Posted in Articles, Barack Obama, Media Archive, Politics/Public Policy, Religion, United States on 2012-05-22 21:03Z by Steven

Black Mormons and the Politics of Identity

The New York Times
2012-05-22

Susan Saulny

SALT LAKE CITY — When Marguerite Driessen, a professor here, entered Brigham Young University in the early 1980s, she was the first black person many Mormon students had ever met, and she spent a good bit of her college time debunking stereotypes about African-Americans. Then she converted to Mormonism herself, and went on to spend a good deal of her adult life correcting assumptions about Mormons.

So the matchup in this year’s presidential election comes as a watershed moment for her, symbolizing the hard-won acceptance of racial and religious minorities.

“A Mormon candidate and a black candidate? Who would have thunk!” Ms. Driessen said. “I think 30 years ago, we would not have had this choice.”

After examining the dual — and sometimes conflicting — identities, she has decided that she will cast her vote for President Obama over Mitt Romney, the presumptive Republican nominee.
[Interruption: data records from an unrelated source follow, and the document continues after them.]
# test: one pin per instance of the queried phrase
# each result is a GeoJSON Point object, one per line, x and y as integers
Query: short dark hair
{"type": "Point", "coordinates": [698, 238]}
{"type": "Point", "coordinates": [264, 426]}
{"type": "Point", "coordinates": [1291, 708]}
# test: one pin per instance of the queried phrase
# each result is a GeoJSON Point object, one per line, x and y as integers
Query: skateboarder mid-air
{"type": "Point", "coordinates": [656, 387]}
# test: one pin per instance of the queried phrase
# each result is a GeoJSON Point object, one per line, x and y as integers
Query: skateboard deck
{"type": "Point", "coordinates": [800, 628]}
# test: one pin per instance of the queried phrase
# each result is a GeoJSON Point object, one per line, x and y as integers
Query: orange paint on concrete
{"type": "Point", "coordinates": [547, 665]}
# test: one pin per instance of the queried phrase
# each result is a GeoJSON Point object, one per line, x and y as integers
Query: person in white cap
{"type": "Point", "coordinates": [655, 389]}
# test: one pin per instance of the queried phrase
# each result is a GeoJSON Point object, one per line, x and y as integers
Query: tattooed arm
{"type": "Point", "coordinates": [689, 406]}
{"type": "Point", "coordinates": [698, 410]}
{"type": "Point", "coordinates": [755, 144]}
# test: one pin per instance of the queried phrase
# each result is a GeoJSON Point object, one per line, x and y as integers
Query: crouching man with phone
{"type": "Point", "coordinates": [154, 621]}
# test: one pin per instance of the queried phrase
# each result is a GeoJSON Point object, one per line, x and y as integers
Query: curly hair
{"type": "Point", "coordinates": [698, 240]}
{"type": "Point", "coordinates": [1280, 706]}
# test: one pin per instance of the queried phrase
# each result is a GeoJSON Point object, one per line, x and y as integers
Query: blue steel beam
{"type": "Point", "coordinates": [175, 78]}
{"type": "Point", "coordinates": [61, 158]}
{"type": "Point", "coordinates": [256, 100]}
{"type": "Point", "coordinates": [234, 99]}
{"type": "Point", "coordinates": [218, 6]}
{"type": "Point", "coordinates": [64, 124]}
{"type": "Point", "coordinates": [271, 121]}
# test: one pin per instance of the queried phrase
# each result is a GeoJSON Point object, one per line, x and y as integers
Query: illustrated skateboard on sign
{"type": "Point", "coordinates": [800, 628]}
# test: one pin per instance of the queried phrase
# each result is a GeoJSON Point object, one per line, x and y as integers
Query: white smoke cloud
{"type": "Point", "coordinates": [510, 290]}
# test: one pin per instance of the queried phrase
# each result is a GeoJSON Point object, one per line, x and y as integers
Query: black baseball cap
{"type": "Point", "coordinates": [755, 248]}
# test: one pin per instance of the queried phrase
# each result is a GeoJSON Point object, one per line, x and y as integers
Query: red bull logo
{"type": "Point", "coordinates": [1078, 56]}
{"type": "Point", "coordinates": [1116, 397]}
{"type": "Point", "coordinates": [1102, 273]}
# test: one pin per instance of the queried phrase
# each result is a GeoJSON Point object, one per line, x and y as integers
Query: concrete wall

Ms. Driessen believes that there is plenty in the Book of Mormon to support Mr. Obama’s candidacy, and she likes to cite chapter and verse, like Mosiah 29:39 and 23:13…

…While the church does not track members by race, there are thriving Mormon churches with hundreds of black members today in many urban areas, including Washington, Chicago and New York, although African-Americans represent only a tiny fraction of the six million Mormons in the United States…

…“I feel a definite sense of pride in the U.S.A. that we have a Mormon candidate and black candidate,” said Catherine Spruill, who is mixed-race like Mr. Obama and Mormon like Mr. Romney. “I feel pride for my people, because America picked that.”…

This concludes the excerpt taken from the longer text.